The nine members of the Richmond School Board were sworn in Tuesday, with newly installed Mayor Levar Stoney addressing the ...
Richmond’s new School Board members pose at City Hall after their swearing-in on Tuesday. They are, from left, Elizabeth “Liz” Doerr, 1st District; J. Scott Barlow, 2nd District; Jeff Bourne, 3rd District; Jonathan Young, 4th District; Vice Chairman Dr. Patrick Sapini, 5th District; Chairwoman Dawn Page, 8th District; Felicia Cosby, 6th District; Nadine Marsh-Carter, 7th District; and Linda Owen, 9th District. Photo by Sandra Sellars

By Lauren Northington

The nine members of the Richmond School Board were sworn in Tuesday, with newly installed Mayor Levar Stoney addressing the members.

“My favorite part of the oath, the same oath I gave just days ago, is ‘… according to the best of my ability, so help me God,’” Mayor Stoney said.

And for the nearly 24,000 schoolchildren attending Richmond Public Schools, the abilities of the new School Board best be superhuman.

Elizabeth “Liz” Doerr, 1st District; J. Scott Barlow, 2nd District; Jonathan M. Young, 4th District; Dr. Patrick M. Sapini, 5th District; Felicia D. Cosby, 6th District; Nadine Marsh-Carter, 7th District; Dawn C. Page, 8th District; and Linda B. Owen, 9th District, are the eight newcomers on the board.

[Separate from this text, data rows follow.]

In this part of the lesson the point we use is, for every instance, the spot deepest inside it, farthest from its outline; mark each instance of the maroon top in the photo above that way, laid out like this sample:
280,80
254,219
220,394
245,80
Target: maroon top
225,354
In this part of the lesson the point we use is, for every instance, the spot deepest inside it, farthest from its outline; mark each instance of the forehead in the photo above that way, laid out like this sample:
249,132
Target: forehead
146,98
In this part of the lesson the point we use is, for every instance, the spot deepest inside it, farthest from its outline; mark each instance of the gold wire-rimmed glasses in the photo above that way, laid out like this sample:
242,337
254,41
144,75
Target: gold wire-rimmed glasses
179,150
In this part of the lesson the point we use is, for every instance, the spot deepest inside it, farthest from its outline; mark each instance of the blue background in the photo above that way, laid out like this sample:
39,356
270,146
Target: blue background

Jeff M. Bourne, who won re-election on Nov. 8, is the board’s only incumbent.

During Tuesday’s initial meeting, he stepped down as board chairman, perhaps scaling back his responsibilities in preparation for a bid for the Virginia House of Delegates.

Mr. Bourne, a deputy attorney general, has said he may seek the 71st District House seat should Delegate Jennifer McClellan win a special election Tuesday, Jan. 10, for the state Senate.

With the new School Board facing significant budget challenges in 2017, including money for teacher salaries and retention and infrastructure needs to fix the city’s crumbling school buildings, the board chose Ms. Page, a corrections department workforce specialist who served on the School Board from 2010 to 2012, as its new chair.

The vote was unanimous.

The board also selected Dr. Sapini, a podiatrist, as vice chairman.

Although the School Board was scheduled to jump into a review of the superintendent’s 2017-2018 estimate of needs by RPS Chief Financial Officer T. David Myers, most of the two-hour meeting was used to review the timetable for submitting a budget to Mayor Stoney and the Richmond City Council for approval.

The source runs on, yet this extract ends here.